Long story short, due to an issue with our hbase, the UID mappings went missing for a period of time and the metrics ended up being recreated (and apparently all tagk and tagv mappings to boot), so now we have duplicate UID mappings of everything. Data that is mapped to the new UIDs is available, however data mapped to the old UIDs is not. The question is, is there a way to;
a) extract the data that's mapped to the old UIDs so it can be re-imported to the new UIDs or even better re-mapped
b) remove the old mappings afterwards
I'm not particularly concerned with the loss of the UIDs themselves, while it's a fair number of UIDs that would become unavailable, it's not a significant enough number to be of concern, however the data gap... caused by the problem, that's a real issue.
I did a scan of the tsdb-uid table (redirected to a file) and an example is below
grep net.circuit.ifhcinoctets screenlog.18
;\x7F\x15 column=name:metrics, timestamp=1506097504076, value=net.circuit.ifhcinoctets
net.circuit.ifhcinoctets column=id:metrics, timestamp=1506097504079, value=;\x7F\x15
net.circuit.ifhcinoctets column=id:metrics, timestamp=1507157614607, value=\x9A\xFF\x9D
\x9A\xFF\x9D column=name:metrics, timestamp=1507157614604, value=net.circuit.ifhcinoctets
you can see where the old mapping is, and what the new mapping is, there's about 10 days of data that's mapped to the old UID and if we do a tsdb uid fsck we can see the following output
2017-10-06 08:34:36,287 ERROR [main] UidManager: Duplicate forward metrics mapping: net.circuit.ifhcinoctets -> 3B7F15 and net.circuit.ifhcinoctets -> 9AFF9D. kv=KeyValue(key="net.circuit.ifhcinoctets", family="id", qualifier="metrics", value=[-102, -1, -99], timestamp=1507157614607)

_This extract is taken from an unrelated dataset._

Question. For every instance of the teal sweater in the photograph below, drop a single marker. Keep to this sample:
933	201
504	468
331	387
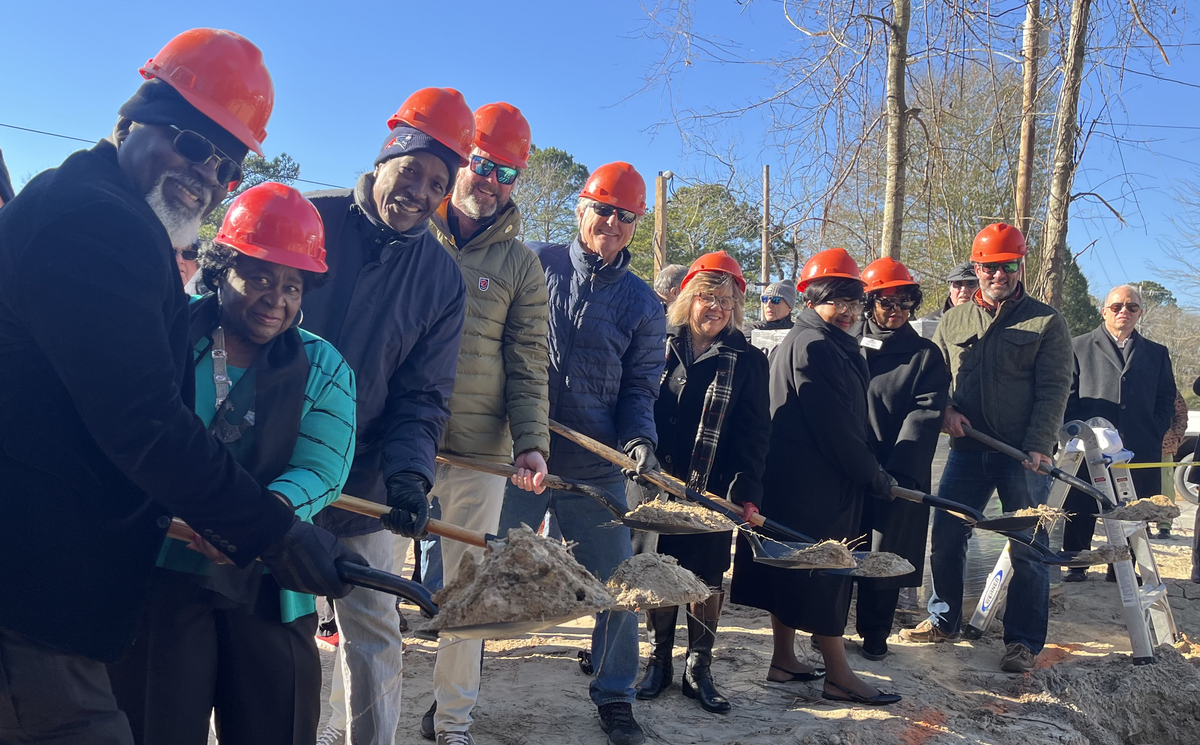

2017-10-06 08:34:36,751 ERROR [main] UidManager: Inconsistent reverse metrics mapping 3B7F15 -> net.circuit.ifhcinoctets vs 9AFF9D -> net.circuit.ifhcinoctets / net.circuit.ifhcinoctets -> 9AFF9D
as you can imagine, this is ... not a happy situation and I'm looking for potential resolution that doesn't involve wiping the cluster (not an option) and/or major data loss.